Kagoshima is in the southernmost part of Kyushu. From Amakusa, it's about a 4 hour drive. Being from Florida, it should have been a piece of cake, but somewhere between the twilight zone tunnel (someone later told me the tunnel is actually 11 km long, and that's why I was disoriented) and waiting for the car ferry at Kagoshima, I thought I was going to die of exhaustion.
Anyway, we took a car ferry from Kagoshima city to the other part of Kagoshima, where we left the car at the port and took off with Josh as our weekend chauffer.
Josh lived in Kanoya, an area about another 1 hour drive from the port. while it seems inconvenient, it's actually a wonderfully located little place. Located between Kagoshima city and Miyazaki Prefecture, it allows for lots of travel. Case in point: we went to an awesome shrine in Miyazaki on Saturday!
This shrine is in actually located INSIDE A CAVE next to the ocean. There are lucky rocks inscribed with kanji (Japanese written characters) that people attempt to toss into a hole on a giant rock in the ocean.
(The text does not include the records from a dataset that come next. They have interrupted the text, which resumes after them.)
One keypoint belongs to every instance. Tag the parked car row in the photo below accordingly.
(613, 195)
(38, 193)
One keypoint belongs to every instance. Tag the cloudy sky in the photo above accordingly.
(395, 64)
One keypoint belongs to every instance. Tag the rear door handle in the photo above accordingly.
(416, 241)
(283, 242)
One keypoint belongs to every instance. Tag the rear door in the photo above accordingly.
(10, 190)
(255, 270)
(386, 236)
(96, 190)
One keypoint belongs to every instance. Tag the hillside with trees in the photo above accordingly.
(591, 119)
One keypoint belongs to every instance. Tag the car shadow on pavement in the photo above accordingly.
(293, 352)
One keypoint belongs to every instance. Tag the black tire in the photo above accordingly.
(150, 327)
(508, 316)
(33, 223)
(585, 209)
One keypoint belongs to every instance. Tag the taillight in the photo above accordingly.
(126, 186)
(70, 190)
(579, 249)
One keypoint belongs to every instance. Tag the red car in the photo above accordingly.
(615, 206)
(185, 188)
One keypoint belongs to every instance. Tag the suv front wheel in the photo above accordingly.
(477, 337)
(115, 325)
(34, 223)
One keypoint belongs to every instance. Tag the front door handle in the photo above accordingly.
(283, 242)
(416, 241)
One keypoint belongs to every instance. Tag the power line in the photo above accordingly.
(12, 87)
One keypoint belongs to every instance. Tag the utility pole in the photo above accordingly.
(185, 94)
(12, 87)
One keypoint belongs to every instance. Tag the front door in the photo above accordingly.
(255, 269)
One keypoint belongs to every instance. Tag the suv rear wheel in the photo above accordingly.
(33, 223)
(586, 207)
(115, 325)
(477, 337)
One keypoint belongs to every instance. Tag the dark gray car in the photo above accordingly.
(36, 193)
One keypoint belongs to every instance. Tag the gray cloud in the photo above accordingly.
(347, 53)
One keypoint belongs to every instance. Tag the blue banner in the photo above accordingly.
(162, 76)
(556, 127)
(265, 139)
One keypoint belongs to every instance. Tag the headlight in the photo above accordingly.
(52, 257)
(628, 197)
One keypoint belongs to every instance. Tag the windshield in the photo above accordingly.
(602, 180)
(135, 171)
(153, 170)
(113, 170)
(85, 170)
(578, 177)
This shrine is also famous for having a boob rock...basically a rock that feels like/is shaped like a boob attached to the cave wall. Of course, you have to do some groping around to find it (pun intended), and when you do it doesn't really so much resemble a boob as much as, well...a rock. This could be due to the fact that tourists and worshipers have sought it out and touched it so much over the years, or that the people who found it were entirely too desperate. I can just imagine some shrine priests and disciples groping around in the dark and saying, "hey, this kinda feels like..." They weren't celibate, but still, living in a cave...
But I digress.
It was an amazingly beautiful place, the gusts of sea breeze surrounding the shrine, protected from water by the cave. We extra lucky in that there was a special ceremony going on that day. Apparently, when a baby turns one, it's usual for people to take their child to the shrine. It was just the parents, the baby, the priest, and the priestesses who played the ceremonial music and assisted the priest (kind of like alter boys in a church). The baby was swaddled in a grand kimono bundle. Unfortunately, we didn't get any pictures, but it was indeed a sight to see!
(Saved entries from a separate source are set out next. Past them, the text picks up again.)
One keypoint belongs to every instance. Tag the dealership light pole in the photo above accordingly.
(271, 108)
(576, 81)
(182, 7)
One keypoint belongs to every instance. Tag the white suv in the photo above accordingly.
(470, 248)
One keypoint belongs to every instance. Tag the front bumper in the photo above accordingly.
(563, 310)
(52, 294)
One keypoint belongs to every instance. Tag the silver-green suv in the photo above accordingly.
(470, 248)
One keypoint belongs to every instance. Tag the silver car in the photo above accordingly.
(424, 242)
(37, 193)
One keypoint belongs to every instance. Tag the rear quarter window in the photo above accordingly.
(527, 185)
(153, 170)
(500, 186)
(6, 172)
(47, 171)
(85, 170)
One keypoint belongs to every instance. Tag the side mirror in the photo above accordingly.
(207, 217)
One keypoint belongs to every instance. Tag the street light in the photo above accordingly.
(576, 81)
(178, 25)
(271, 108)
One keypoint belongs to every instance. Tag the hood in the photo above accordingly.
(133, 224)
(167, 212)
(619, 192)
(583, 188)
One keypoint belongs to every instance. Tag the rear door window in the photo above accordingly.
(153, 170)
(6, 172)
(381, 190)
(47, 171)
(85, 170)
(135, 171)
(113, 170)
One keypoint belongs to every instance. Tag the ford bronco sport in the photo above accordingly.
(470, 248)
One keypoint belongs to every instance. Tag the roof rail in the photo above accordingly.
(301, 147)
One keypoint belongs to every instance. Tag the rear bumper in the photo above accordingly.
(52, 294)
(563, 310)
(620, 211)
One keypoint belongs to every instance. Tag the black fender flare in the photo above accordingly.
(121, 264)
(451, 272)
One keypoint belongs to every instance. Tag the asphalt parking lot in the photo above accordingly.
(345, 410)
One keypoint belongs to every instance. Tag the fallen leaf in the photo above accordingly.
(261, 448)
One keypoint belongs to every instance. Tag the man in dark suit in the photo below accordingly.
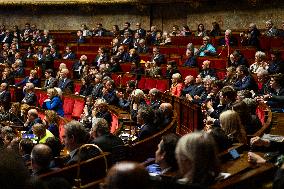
(145, 119)
(206, 70)
(65, 84)
(81, 38)
(102, 137)
(127, 40)
(245, 81)
(99, 31)
(228, 40)
(7, 37)
(68, 55)
(5, 96)
(47, 61)
(237, 59)
(157, 57)
(97, 89)
(32, 119)
(142, 48)
(140, 30)
(50, 81)
(74, 136)
(126, 28)
(30, 97)
(188, 85)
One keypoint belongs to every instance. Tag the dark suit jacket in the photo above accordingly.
(5, 99)
(146, 131)
(51, 83)
(81, 40)
(211, 72)
(54, 104)
(70, 56)
(141, 32)
(191, 62)
(246, 83)
(187, 90)
(47, 62)
(19, 72)
(101, 32)
(142, 50)
(97, 91)
(107, 142)
(66, 86)
(159, 59)
(127, 41)
(232, 40)
(35, 81)
(86, 153)
(30, 99)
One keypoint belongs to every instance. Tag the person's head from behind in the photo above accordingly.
(145, 115)
(167, 109)
(32, 114)
(14, 174)
(41, 156)
(25, 146)
(154, 94)
(197, 158)
(74, 135)
(52, 92)
(39, 130)
(227, 95)
(165, 154)
(99, 128)
(127, 175)
(230, 122)
(51, 117)
(29, 87)
(55, 145)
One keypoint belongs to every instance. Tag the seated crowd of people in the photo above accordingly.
(228, 105)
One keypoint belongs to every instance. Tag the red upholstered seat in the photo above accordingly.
(41, 98)
(68, 105)
(125, 79)
(221, 74)
(141, 83)
(116, 78)
(162, 84)
(261, 115)
(125, 67)
(218, 63)
(277, 42)
(30, 63)
(77, 87)
(185, 71)
(114, 123)
(150, 83)
(78, 108)
(69, 63)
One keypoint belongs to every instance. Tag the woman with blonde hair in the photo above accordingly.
(196, 154)
(177, 85)
(32, 78)
(53, 102)
(260, 63)
(52, 122)
(230, 122)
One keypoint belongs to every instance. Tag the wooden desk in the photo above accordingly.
(245, 174)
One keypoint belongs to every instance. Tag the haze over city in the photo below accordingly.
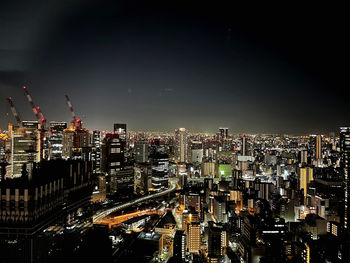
(174, 132)
(193, 65)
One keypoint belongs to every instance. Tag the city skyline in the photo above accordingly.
(187, 66)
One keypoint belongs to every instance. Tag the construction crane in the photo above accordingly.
(14, 112)
(71, 108)
(43, 119)
(36, 110)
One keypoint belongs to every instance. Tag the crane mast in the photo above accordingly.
(14, 112)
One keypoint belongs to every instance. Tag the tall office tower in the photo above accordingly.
(141, 151)
(120, 128)
(179, 246)
(196, 152)
(306, 176)
(160, 175)
(56, 139)
(60, 192)
(345, 165)
(76, 141)
(223, 133)
(217, 239)
(194, 237)
(96, 151)
(244, 145)
(25, 149)
(181, 145)
(112, 154)
(318, 154)
(303, 156)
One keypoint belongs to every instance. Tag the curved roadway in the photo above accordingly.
(100, 215)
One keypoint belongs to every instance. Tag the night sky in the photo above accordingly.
(158, 65)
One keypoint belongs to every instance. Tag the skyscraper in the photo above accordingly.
(56, 139)
(223, 133)
(244, 145)
(306, 175)
(25, 149)
(160, 166)
(194, 237)
(318, 154)
(181, 145)
(120, 128)
(112, 154)
(96, 151)
(76, 140)
(179, 246)
(141, 151)
(345, 165)
(216, 239)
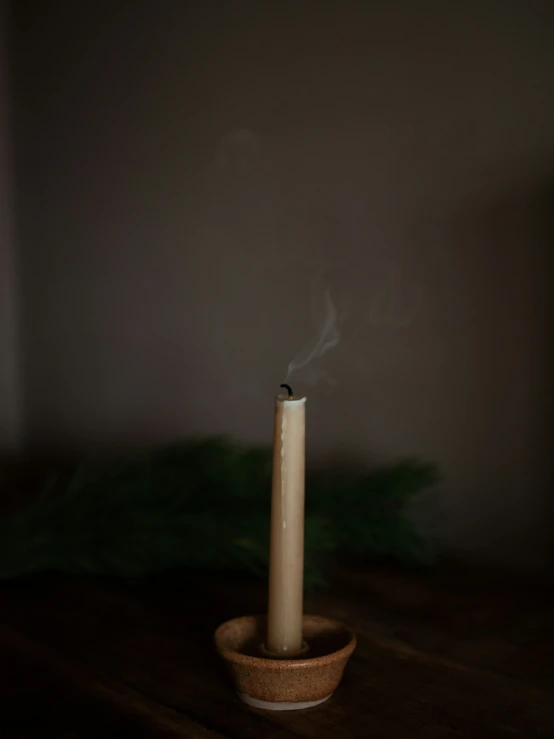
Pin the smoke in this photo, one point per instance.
(252, 204)
(305, 365)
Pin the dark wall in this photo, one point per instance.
(196, 179)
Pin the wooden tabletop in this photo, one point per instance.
(87, 658)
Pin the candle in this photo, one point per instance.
(286, 559)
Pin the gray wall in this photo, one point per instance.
(193, 178)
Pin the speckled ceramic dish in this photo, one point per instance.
(285, 684)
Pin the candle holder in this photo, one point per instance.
(275, 683)
(287, 660)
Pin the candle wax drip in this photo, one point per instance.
(283, 470)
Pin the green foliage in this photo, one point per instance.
(205, 505)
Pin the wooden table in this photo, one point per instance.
(436, 658)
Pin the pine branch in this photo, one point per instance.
(205, 505)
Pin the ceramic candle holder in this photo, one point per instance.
(281, 684)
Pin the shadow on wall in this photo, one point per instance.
(504, 503)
After the shrine visit, Josh's friend was having a baby shower, so we dropped by. We were dragged into a game of "scientific fertilization pin the tail on the donkey," with sperm and ovum replacing the tail and donkey. Somehow, I won. My prize was a foam ball gun!
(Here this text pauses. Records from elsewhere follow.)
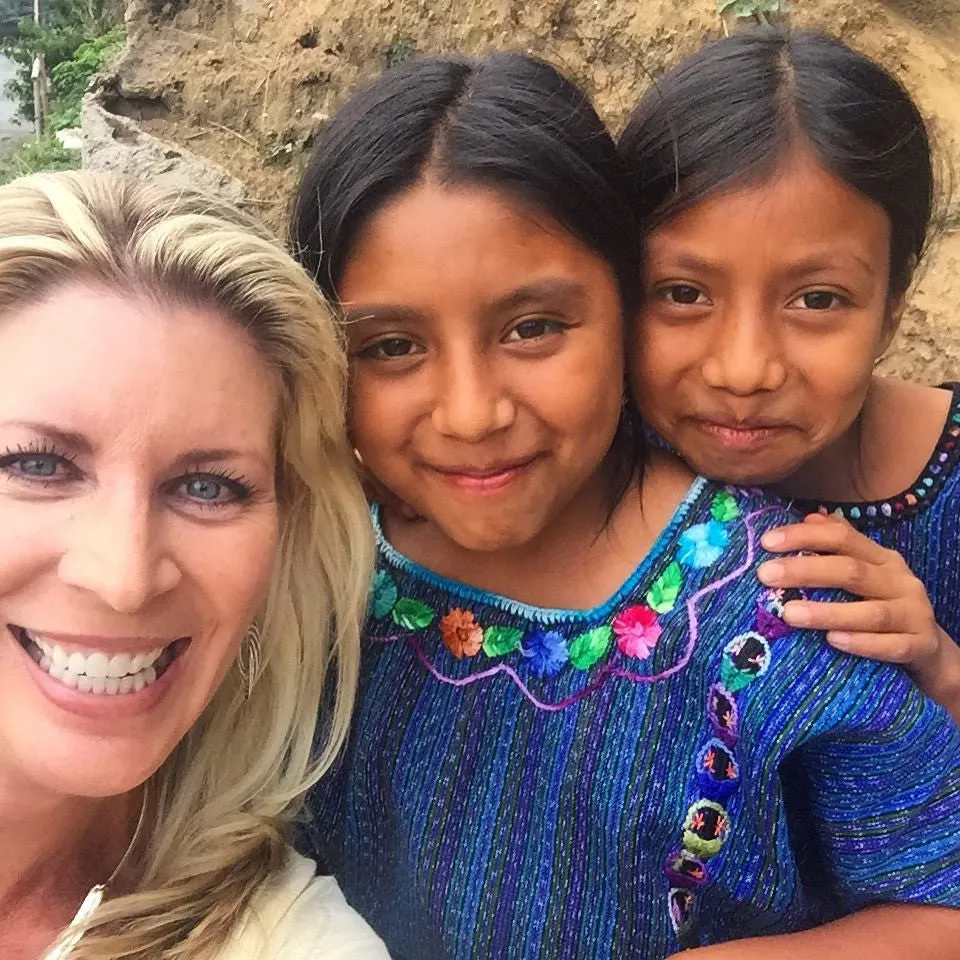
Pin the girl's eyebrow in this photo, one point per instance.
(550, 289)
(381, 312)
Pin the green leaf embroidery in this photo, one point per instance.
(384, 594)
(662, 596)
(724, 507)
(499, 641)
(589, 647)
(412, 614)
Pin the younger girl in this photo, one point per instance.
(785, 185)
(584, 729)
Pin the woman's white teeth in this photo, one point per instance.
(97, 671)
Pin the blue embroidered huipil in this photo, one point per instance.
(674, 767)
(922, 523)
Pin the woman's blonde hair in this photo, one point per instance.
(222, 804)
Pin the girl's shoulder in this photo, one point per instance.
(934, 478)
(300, 916)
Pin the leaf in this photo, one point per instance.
(724, 507)
(412, 614)
(384, 594)
(589, 647)
(499, 641)
(662, 596)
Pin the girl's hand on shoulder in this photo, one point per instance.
(893, 622)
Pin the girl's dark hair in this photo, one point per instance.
(506, 121)
(727, 116)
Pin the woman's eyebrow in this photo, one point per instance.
(65, 438)
(198, 457)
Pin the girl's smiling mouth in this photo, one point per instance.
(486, 479)
(742, 435)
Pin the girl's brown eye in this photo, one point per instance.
(682, 293)
(819, 300)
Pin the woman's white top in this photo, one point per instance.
(300, 916)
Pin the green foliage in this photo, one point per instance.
(32, 156)
(401, 48)
(83, 31)
(750, 9)
(71, 77)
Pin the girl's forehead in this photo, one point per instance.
(802, 209)
(435, 241)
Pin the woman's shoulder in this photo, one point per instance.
(300, 916)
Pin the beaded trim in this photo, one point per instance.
(945, 458)
(716, 776)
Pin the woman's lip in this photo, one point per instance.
(91, 706)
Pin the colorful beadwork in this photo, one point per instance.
(706, 826)
(945, 458)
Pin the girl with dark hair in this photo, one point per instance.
(582, 723)
(785, 185)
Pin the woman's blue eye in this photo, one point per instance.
(204, 488)
(211, 490)
(819, 300)
(40, 467)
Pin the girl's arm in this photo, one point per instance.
(885, 932)
(894, 621)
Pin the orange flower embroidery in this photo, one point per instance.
(461, 633)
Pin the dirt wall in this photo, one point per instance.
(248, 84)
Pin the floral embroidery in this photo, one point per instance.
(706, 826)
(461, 633)
(590, 647)
(684, 869)
(722, 714)
(499, 641)
(744, 659)
(702, 545)
(412, 614)
(637, 630)
(384, 594)
(546, 652)
(681, 913)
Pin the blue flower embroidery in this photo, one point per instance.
(702, 545)
(546, 652)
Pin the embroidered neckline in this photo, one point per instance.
(475, 644)
(917, 497)
(546, 615)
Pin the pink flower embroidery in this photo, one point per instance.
(637, 630)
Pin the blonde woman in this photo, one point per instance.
(184, 558)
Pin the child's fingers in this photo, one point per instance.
(835, 572)
(863, 616)
(828, 535)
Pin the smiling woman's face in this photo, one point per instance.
(139, 519)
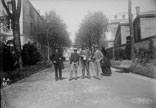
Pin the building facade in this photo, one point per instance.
(30, 22)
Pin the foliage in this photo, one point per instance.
(14, 15)
(26, 71)
(8, 57)
(120, 54)
(30, 54)
(91, 29)
(54, 31)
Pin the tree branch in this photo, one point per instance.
(6, 8)
(19, 9)
(13, 7)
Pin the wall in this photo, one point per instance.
(144, 44)
(124, 33)
(31, 20)
(148, 27)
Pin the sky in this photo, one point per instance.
(73, 11)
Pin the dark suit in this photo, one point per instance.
(57, 60)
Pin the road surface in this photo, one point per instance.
(117, 91)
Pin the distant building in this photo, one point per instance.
(121, 34)
(144, 32)
(145, 29)
(30, 22)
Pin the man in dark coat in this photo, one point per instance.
(57, 60)
(105, 64)
(85, 55)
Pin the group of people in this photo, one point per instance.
(86, 55)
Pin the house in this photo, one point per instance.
(30, 23)
(145, 29)
(144, 32)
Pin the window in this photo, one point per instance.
(123, 16)
(31, 28)
(115, 17)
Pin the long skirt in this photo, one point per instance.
(106, 70)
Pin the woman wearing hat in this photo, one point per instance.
(98, 56)
(57, 60)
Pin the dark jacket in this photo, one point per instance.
(57, 58)
(74, 57)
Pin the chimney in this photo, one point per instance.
(137, 10)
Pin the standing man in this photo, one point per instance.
(57, 60)
(74, 60)
(85, 59)
(98, 56)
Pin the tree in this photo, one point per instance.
(53, 32)
(14, 15)
(91, 29)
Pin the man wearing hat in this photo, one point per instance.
(74, 60)
(98, 56)
(57, 60)
(85, 60)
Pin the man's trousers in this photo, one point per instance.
(97, 68)
(74, 68)
(58, 71)
(85, 66)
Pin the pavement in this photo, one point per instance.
(121, 90)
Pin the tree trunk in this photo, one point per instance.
(17, 42)
(48, 51)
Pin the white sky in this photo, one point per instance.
(73, 11)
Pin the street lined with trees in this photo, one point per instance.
(92, 29)
(53, 32)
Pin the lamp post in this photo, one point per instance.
(131, 29)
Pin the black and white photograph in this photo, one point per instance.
(78, 53)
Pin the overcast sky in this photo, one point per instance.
(73, 11)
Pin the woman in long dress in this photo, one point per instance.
(105, 64)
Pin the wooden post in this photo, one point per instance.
(131, 29)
On Sunday, we got a late start to the day and basically did one thing: ONSEN! Except this wasn't any regular hotspring, this was Ibutsuki sand onsen! At this sand onsen, you get changed into a yukata. Then, you go behind the building to the beach, where you lay in the sand and the onsen workers use pails to cover you with hot, black sand from head to neck. After about 15 minutes, body literally pulsing from relaxation (or is it compression? That sand was heavy!), you get out of the sand and go to the actual baths, where you rinse and shower and soak (in that order).
Kyushu, like much of Japan, is highly volcanic. Kagoshima is particularly full of volcanic activity, and the geothermal activity is precisely what heats the sands at Ibutsuki. Driving into the city, we could actually SEE the steam rising from some of the water drains in the road!
Another perfect example of Kagoshima's explosive potential is Mount Sakurajima -- possibly the most active volcano in Kyushu. And by explosive, I do mean explosive! Every day, this volcano sends out plumes of an innumerable amount of ash. Unlike Mt. Aso, where you can climb to the crater and look into the caldera on days that it's not emitting too much gas, you can't climb up to look into Mt. Sakurajima.
Well, I suppose it's possible. But you'd probably die.
I was told that the lungs of people born and raised in Kagoshima are about as bad as those of a person who has smoked for 40 years. That said, the furthest we got was a volcanic lava rock overview, where we walked around older lava formations, bought some stuff from the merchants that was covered in ash (the pineapple juice also tasted ashy), and watched in a mixture of terror and amazement as the monster belched endless black streams into the sky.
I never thought I would be so impressed by a volcano, but let me just say that there really is nothing quite like it.
Last, we ate two of the must-eats from Kagoshima: Kurobuta (quite literally black pork; the bigs are black, and DELICIOUS), and Shirokuma (meaning not literally "white bear"; it's a shaved ice treat with fruit and condensced milk. It was so cold outside, but so good! (Anabel!)